Actual Air
- Cover of first edition
- Author: David Berman
- Cover artist: Roe Ethridge
- Language: English
- Genre: Poetry
- Publisher: Open City Books
- Publication date: July 1999
- Publication place: United States
- Media type: Print (paperback)
- Pages: 93
- ISBN: 978-1-890447-04-5
- Dewey Decimal: 811/.54
- LC Class: PS3552.E72496 A64 1999

= Actual Air =

1999 book of poetry by David Berman

Actual Air is a book of poetry written by David Berman and published by Open City Books in July 1999. A limited hardcover version was published by Drag City in August 2003.

==Contents==

===1.===
- "Snow"
- "Classic Water"
- "Civics"
- "Governors on Sominex"
- "The Spine of the Snowman"
- "The Coahoma County Wind Cults"
- "Imagining Defeat"
- "Tableau Through Shattered Monocle"
- "If There Was a Book About This Hallway"
- "Narrated by a Committee"
- "Cassette County"
- "World: Series"
- "Tulsa"
- "Community College in the Rain"
- "The Charm of 5:30"
- "The Moon"

===2.===
- "From Cantos for James Michener: Part II"
- "New York, New York"
- "The Night Nurse Essays"
- "From "Guide to the Graves of British Actors""
- "Serenade for a Wealthy Widow"
- "The Homeowner's Prayer"
- "From His Bed in the Capital City"
- "Nervous Ashers"
- "April 13th, 1865"
- "Self Portrait at 28"

===3.===
- "From Cantos for James Michener: Part I"
- "Coral Gables"
- "The New Idea"
- "How I Met Your Mother"
- "They Don't Acknowledge the Letter C"
- "Democratic Vistas"
- "Piano and Scene"
- "Of Things Found Where They Are Not Supposed to Be"
- "A Letter from Isaac Asimov to His Wife Janet, Written on His Deathbed"
- "Virginia Mines: The Mascara Series"
- "Now II"
- "War in Apartment 1812"
- "The Double Bell of Heat"

==Publication==
Robert Bingham, founder and then-editor of the New York literary magazine Open City, had already published a few of Berman's poems. Bingham encouraged Berman to complete a book. Bingham founded Open City Books, an independent publisher, specifically to publish Actual Air, making it Open City Books' first publication.

==Reception==
Publishers Weekly praised the book, comparing parts of it to the poetry of John Ashbery and Thomas Lux and writing, "Berman's debut [announces] the discovery of great American poetic storytelling by a new generation."
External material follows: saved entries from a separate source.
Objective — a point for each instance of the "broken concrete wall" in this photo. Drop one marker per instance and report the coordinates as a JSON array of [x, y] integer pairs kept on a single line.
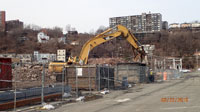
[[133, 72]]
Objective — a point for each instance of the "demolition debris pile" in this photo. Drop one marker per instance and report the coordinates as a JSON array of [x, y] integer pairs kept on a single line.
[[111, 61], [31, 76]]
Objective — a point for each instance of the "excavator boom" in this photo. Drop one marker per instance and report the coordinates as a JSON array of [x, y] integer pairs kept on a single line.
[[108, 35]]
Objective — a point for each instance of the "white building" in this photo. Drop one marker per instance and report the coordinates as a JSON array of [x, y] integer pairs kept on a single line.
[[61, 55], [62, 39], [42, 37], [174, 25], [43, 57]]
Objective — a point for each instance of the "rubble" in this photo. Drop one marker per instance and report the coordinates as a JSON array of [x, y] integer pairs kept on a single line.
[[111, 61], [31, 76]]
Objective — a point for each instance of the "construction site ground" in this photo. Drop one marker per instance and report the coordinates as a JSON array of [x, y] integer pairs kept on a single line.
[[182, 95]]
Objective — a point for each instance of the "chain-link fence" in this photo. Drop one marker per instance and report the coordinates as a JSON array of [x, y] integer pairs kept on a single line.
[[21, 82], [26, 83]]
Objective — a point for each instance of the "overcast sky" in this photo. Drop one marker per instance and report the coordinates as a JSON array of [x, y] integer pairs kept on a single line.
[[88, 15]]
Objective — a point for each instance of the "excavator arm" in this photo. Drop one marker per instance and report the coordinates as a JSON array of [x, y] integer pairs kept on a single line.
[[108, 35]]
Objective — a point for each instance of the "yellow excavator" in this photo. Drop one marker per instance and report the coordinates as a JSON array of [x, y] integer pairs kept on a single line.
[[109, 34]]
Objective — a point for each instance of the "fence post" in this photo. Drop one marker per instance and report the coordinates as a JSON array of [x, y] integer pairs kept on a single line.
[[15, 94], [43, 78], [63, 81], [89, 79], [76, 82], [99, 69], [108, 77]]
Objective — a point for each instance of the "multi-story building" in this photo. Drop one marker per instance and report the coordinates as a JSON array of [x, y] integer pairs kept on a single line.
[[174, 25], [143, 23], [42, 37], [2, 20], [43, 57], [61, 55], [165, 25], [14, 24]]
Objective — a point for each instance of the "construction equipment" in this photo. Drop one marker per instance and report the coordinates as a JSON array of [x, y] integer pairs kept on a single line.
[[107, 35]]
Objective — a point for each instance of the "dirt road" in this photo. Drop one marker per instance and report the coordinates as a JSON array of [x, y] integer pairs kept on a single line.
[[182, 95]]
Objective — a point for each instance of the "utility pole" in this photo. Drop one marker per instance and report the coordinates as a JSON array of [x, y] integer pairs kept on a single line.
[[197, 58]]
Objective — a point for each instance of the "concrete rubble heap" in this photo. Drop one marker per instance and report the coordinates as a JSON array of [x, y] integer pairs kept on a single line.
[[31, 76]]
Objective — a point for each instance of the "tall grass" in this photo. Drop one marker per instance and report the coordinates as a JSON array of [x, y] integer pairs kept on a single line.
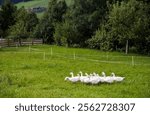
[[28, 74]]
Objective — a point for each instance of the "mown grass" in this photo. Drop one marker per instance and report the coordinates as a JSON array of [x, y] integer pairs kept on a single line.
[[26, 72]]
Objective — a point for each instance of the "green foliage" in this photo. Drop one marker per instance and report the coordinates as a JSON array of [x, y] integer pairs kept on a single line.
[[25, 74], [85, 15], [126, 21], [24, 26], [63, 34], [46, 27]]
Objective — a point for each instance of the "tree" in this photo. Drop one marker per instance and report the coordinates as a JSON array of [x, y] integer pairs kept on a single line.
[[63, 34], [127, 24], [25, 24], [46, 27]]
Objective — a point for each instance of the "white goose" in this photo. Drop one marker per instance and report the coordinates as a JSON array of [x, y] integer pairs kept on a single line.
[[72, 78], [117, 78], [84, 79], [106, 79]]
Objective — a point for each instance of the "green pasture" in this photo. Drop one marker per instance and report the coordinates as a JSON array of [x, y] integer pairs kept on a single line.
[[39, 71]]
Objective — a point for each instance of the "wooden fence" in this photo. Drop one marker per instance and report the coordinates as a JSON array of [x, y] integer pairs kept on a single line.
[[10, 42]]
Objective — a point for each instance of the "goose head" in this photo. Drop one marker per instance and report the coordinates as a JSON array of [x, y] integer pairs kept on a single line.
[[66, 78], [103, 74], [71, 73]]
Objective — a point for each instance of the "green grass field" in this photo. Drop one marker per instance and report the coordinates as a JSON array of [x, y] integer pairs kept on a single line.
[[39, 71]]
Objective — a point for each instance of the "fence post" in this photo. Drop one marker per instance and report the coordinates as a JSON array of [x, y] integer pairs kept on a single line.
[[29, 48], [44, 56], [16, 46], [132, 60], [74, 55], [51, 51], [107, 56]]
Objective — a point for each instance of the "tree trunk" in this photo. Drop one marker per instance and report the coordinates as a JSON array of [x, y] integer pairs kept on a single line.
[[127, 47]]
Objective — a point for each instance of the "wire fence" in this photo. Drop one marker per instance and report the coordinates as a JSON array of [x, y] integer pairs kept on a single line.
[[115, 59]]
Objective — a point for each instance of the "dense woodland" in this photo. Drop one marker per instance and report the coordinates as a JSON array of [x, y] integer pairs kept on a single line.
[[108, 25]]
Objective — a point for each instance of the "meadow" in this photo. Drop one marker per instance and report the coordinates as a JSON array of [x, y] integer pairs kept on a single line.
[[39, 71]]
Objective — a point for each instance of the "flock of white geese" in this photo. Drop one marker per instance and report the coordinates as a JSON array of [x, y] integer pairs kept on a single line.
[[94, 78]]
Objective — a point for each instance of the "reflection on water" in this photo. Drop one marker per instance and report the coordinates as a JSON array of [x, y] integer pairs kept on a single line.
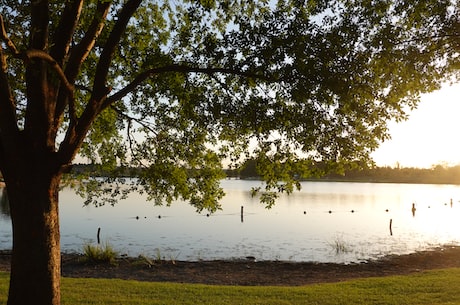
[[4, 205], [362, 220]]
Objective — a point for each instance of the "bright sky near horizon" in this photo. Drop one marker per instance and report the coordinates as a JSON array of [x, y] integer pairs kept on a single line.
[[430, 135]]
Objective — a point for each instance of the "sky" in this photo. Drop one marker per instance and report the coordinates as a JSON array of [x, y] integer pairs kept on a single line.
[[429, 137]]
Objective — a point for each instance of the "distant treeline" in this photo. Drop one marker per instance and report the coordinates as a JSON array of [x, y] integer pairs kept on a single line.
[[436, 175]]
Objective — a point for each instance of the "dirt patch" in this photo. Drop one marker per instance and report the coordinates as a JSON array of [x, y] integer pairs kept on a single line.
[[249, 272]]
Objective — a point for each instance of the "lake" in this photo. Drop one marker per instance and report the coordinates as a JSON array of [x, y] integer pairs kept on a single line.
[[310, 225]]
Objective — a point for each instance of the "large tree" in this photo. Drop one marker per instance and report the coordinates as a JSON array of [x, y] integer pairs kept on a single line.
[[177, 87]]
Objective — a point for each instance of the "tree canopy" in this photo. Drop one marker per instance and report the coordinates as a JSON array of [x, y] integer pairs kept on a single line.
[[180, 87]]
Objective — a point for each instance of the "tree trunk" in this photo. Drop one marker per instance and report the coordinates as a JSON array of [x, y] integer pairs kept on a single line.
[[36, 259]]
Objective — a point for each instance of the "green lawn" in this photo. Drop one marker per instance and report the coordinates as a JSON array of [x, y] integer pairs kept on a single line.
[[434, 287]]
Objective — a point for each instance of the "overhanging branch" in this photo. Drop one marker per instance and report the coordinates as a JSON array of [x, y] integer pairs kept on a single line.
[[179, 68]]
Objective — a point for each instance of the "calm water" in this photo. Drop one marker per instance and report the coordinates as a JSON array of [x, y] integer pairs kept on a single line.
[[302, 227]]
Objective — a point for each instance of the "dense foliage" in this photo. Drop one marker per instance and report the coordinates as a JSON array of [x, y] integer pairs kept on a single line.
[[197, 83], [179, 88]]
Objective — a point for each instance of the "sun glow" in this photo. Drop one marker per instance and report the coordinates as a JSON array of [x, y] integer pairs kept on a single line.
[[429, 137]]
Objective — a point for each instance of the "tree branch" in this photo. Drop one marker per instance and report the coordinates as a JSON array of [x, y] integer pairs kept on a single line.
[[110, 46], [180, 69], [39, 24], [65, 30], [78, 55], [81, 51], [6, 39]]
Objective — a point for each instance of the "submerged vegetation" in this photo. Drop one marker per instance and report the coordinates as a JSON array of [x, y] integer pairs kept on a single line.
[[97, 254]]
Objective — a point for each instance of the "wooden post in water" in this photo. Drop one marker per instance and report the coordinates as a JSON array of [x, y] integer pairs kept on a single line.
[[98, 236]]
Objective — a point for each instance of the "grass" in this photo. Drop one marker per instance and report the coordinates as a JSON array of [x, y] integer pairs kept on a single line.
[[433, 287]]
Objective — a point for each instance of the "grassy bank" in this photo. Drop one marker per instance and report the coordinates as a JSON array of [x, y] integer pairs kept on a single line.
[[434, 287]]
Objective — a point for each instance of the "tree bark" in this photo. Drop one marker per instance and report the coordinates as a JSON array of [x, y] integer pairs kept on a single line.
[[36, 259]]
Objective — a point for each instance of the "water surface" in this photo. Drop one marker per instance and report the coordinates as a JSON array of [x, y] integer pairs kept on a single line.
[[305, 226]]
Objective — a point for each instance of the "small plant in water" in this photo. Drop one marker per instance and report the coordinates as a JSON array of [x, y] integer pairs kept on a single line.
[[99, 253], [339, 245]]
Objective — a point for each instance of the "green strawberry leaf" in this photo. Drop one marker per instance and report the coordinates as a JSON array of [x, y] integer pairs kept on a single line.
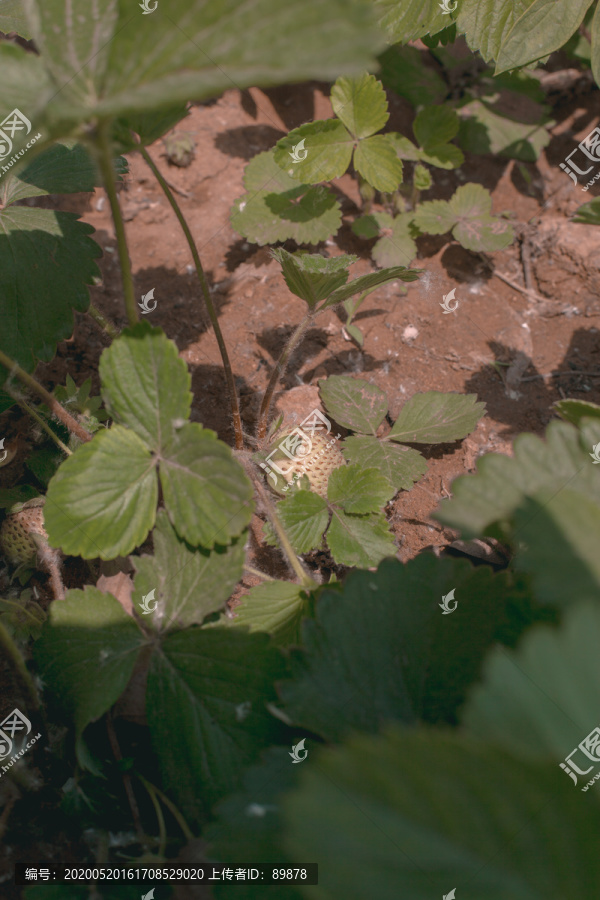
[[325, 151], [354, 403], [277, 208], [436, 418], [210, 687], [190, 584], [311, 276], [543, 28], [377, 161], [278, 607], [501, 483], [304, 516], [102, 500], [414, 814], [43, 254], [402, 466], [370, 282], [207, 493], [435, 125], [360, 541], [357, 490], [117, 62], [87, 653], [146, 385]]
In his review for Spin, Joshua Clover praised the book, writing, "his instrument is his own; very few of the poems fail to find a finger of mystery, a ring of familiarity. All of which makes for a rarity in contemporary poetry: It's what book clubs call "readable.""

David Kirby of The New York Times likened the "whimsy" of Actual Air to the works of poets Mark Halliday and Campbell McGrath, but felt "In their poems, though, whimsy always leads to serious ideas and emotions that don't consistently materialize here." However, Kirby concluded his review calling the book "funny, smart, on-again, off-again poetry of great promise."

Writing for Boston Review, poet Ethan A. Paquin called Berman a "master collector of American miscellany" and praising Berman's ability "to examine the pathos underpinning banal scenery and situations [...] with eyes trained on beauty and transcendence," producing "a lush and poignant portrait of "the view from falling behind.""

The book received praise from poets James Tate and Billy Collins.

==Legacy==
In 2005, Wyatt Mason of The New York Times called the book "one of the most highly acclaimed debuts for a poet in recent memory." In conversation with Mason, Billy Collins said the poems of Actual Air "are full of complex turns and tricks and conceptual hijinks, and yet there's this surface clarity. You're welcomed into the poem."

In her 2009 book Slanted and Enchanted: The Evolution of Indie Culture, Kaya Oakes wrote, "In many ways, just as indie rock was nudging its way toward the mainstream, Actual Air helped to open the doors for independent publishing to do the same."